場合によっては、場の空気がもたついているのを打開しようと、フリに乗っかって怒涛のごとく話し続けてしまい、ピエロを演じてしまっていることもしばしば。「あぁ、またオレは」と、とっても哀しい気分になる。
かと言って自分と同じくらい詳しい人と話すのも厄介だったりする。初めは嬉々としてしゃべり倒し、端々で「うんうんうん」とか共感したり「でもさぁ」と議論するもんだけど、次第にお互い詳しいから遠慮が無くなり、ちょっとした意見の相違にイラッときたり、もう話すこと自体めんどくさくなってきたりする。それは東京に来てから分かったことだ。
まぁイラッとするのは知ってるフリして食いついておいて、実はもう全然知らない奴だけど。「知らない」ってことをもっと大事にした方がいいと思う。
で、もっと厄介なのは、自分よりかなり詳しい人間と話す時。話したくないし、この人にはなれないなと身の程を知る。しかしながら、彼らこそ、最も孤独だったりするのだ――そんな彼らにとってオアシスのような番組がある。
ウルトラマン、戦国武将、プレミア・リーグ、マイケル、動物園――マニア心をくすぐるテーマの下、熱狂的なファンが自らの思い入れを存分に語るNHK-BSの番組『BS熱中夜話』 。『アメトーーク』よりテーマに特化し、素人というかオタクがマニアックに語る番組だと言えばイメージが湧くだろうか。会話を散らすのが上手いビビル大木と、ここまで来ると清々しいほど、毎回毎回何もかもに興味が無さそうな田丸麻紀が司会をやってバランスをとっている。

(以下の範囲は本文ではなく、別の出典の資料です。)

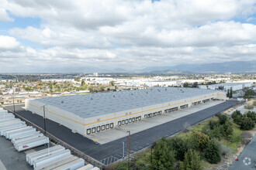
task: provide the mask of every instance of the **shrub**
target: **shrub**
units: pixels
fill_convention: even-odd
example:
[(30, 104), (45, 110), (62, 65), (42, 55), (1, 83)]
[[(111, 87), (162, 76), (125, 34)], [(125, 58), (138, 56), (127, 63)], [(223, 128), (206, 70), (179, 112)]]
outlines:
[(248, 131), (243, 131), (241, 134), (243, 138), (242, 144), (247, 144), (250, 141), (251, 138), (253, 137), (252, 134)]
[(194, 133), (194, 135), (198, 140), (199, 148), (201, 148), (202, 150), (205, 149), (209, 141), (209, 136), (199, 131), (195, 131)]
[(239, 124), (240, 120), (242, 117), (242, 114), (239, 110), (235, 110), (234, 112), (233, 112), (233, 114), (231, 114), (231, 117), (233, 118), (234, 121)]
[(209, 121), (209, 129), (213, 130), (214, 128), (214, 127), (216, 126), (219, 126), (219, 123), (216, 121)]
[(240, 128), (241, 130), (251, 130), (254, 128), (255, 123), (251, 118), (247, 117), (246, 116), (243, 116), (240, 123)]
[(172, 169), (175, 162), (175, 152), (170, 149), (168, 141), (165, 138), (157, 142), (153, 149), (152, 165), (160, 169)]
[(221, 160), (220, 148), (215, 140), (211, 140), (205, 151), (205, 157), (211, 164), (219, 163)]
[(256, 106), (256, 100), (254, 100), (253, 105)]
[(201, 170), (201, 160), (199, 152), (189, 149), (185, 155), (183, 164), (181, 165), (182, 170)]
[(245, 105), (244, 107), (244, 108), (247, 109), (247, 110), (252, 110), (252, 109), (254, 109), (254, 106), (251, 105), (251, 104), (248, 104), (248, 105)]
[(183, 161), (185, 154), (189, 149), (187, 143), (181, 138), (175, 137), (171, 139), (170, 145), (176, 152), (175, 158)]
[(224, 124), (221, 126), (221, 134), (228, 138), (233, 134), (232, 123), (229, 121), (226, 121)]
[(220, 153), (222, 155), (230, 156), (232, 155), (231, 150), (223, 144), (220, 141), (216, 141), (220, 146)]
[[(222, 126), (223, 127), (223, 126)], [(220, 131), (221, 127), (215, 127), (214, 129), (209, 131), (209, 136), (211, 139), (216, 138), (220, 140), (222, 138), (222, 134)]]
[(199, 148), (199, 140), (195, 135), (190, 135), (186, 141), (188, 148), (193, 150), (198, 150)]
[(220, 114), (218, 116), (220, 124), (223, 124), (227, 121), (227, 117), (225, 114)]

毎度毎度馬鹿みたいに詳しくて呆気にとられる一方で、彼らのうんちくを聞くのが楽しくて興味のある回は結構見てるんだけど、とうとう来た、一人旅特集。元々この番組にピッタリなテーマだよなと思ってたんだけど、予想通り自慢話の応酬だった。自分は何ヵ国行った、から始まって、こんな絶景を見た、こんな目に遭った、挙句の果てには現在世界一周中の奴とネットで繋ぎ、体験談として南米スリナム(ちなみにミランのせードルフの故郷ね)でエイに刺されヘリで病院に搬送された時の映像が流される……自分も似たようなこと(=動画撮影)やってるから思わずこっ恥ずかしくなる。
バックパッカーならではの知恵とか沈没っぷりとか、世界一周のルート設定とか、もっとマニアックな展開を望んでたんだけど、思い返すと内容は淡白だった。「一人旅」ではなかったけど、ゲストとしてこれ以上ないと思わせた有吉も、相変わらずのキレの良さだったけど、もうちょっと話して欲しかったかな。

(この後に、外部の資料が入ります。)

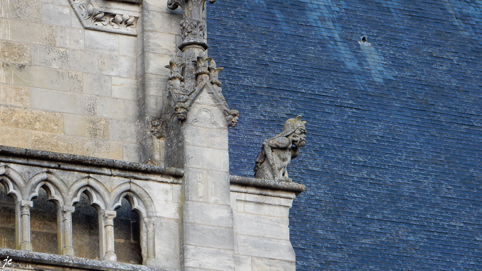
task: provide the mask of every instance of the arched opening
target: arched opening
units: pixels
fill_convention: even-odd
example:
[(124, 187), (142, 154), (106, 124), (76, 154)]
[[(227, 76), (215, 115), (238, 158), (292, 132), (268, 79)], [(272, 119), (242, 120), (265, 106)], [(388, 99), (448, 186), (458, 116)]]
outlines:
[(135, 265), (142, 263), (140, 248), (140, 220), (125, 197), (117, 209), (114, 219), (114, 248), (117, 261)]
[(99, 260), (99, 212), (82, 193), (72, 213), (72, 246), (76, 257)]
[(49, 200), (47, 191), (43, 186), (38, 196), (33, 200), (30, 208), (30, 242), (33, 251), (58, 254), (57, 207)]
[(0, 247), (15, 249), (15, 200), (0, 185)]

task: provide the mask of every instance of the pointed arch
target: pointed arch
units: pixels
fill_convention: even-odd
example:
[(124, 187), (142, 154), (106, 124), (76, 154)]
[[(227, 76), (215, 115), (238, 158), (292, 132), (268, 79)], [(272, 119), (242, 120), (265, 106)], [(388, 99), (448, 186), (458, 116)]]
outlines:
[(115, 210), (120, 207), (120, 202), (124, 197), (129, 201), (132, 209), (139, 212), (141, 217), (145, 218), (148, 214), (155, 214), (152, 199), (140, 185), (129, 182), (116, 186), (111, 193), (111, 209)]
[(74, 206), (76, 202), (79, 202), (80, 195), (83, 192), (89, 197), (91, 204), (98, 208), (99, 211), (106, 209), (110, 193), (106, 186), (99, 180), (88, 176), (74, 183), (69, 189), (68, 193), (72, 197), (69, 202), (70, 206)]
[(38, 196), (38, 190), (43, 187), (47, 192), (49, 200), (54, 200), (57, 202), (58, 206), (64, 205), (67, 202), (64, 197), (67, 195), (68, 188), (65, 183), (50, 171), (42, 171), (35, 174), (27, 183), (26, 198), (32, 200), (33, 198)]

旅は元々パーソナルなものだけど、古の昔から旅行記がわんさか出ているように、同じような旅をしている人がいるように、パーソナルなものではない。
『深夜特急』以降、その前提が改めて日本にも定着して、旅は一種の自己表現として捉えられるようになった。そして、今や誰もが自らの旅行記をしたためることができるようになったから、当然今後はその質も問われていくんだろうなと、見ていてそんな関係無いことを思った。
そういえば番組の中で気になった絶景が、スリランカのシーギリヤ。周囲から隔絶された巨大岩の上に遺跡が広がっているという空中都市っぷり。初めて知った。

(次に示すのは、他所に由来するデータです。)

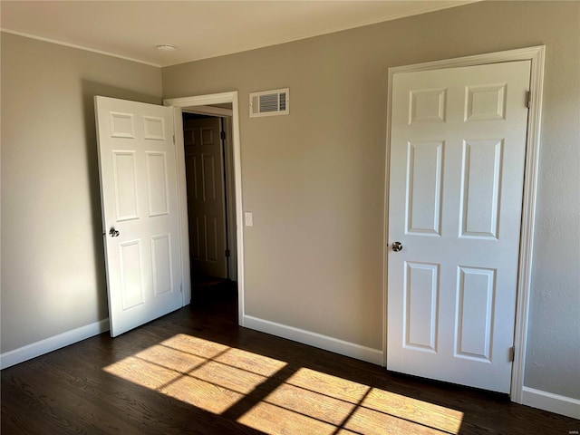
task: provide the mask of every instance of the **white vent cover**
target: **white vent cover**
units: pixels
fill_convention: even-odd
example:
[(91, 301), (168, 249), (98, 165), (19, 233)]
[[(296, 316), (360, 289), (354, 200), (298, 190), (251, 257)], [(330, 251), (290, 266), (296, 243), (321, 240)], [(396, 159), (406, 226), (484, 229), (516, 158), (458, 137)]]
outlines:
[(250, 118), (290, 113), (290, 88), (250, 93)]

Today's Theme : “African Rhythms” Oneness Of Juju
ということで旅気分。
先日先輩にワールドミュージックの扉を開いてもらって、ファンキーなラテンやアフリカン・ミュージックにハマりだしてる。気付けば最近ロックしか聴いてなかったんだよな。
また追々書くけど、まずは前々から知ってるこの曲。呪術的なアフロ・ビートといい、パワフルな女性ヴォーカルの歌といい、とことんディープなアフリカン・ファンクのはずなんだけど、土着的というよりかはアーバンなものを感じずにはいられないのがミソ。つまりは都会人による自らの出自への憧憬なんだと。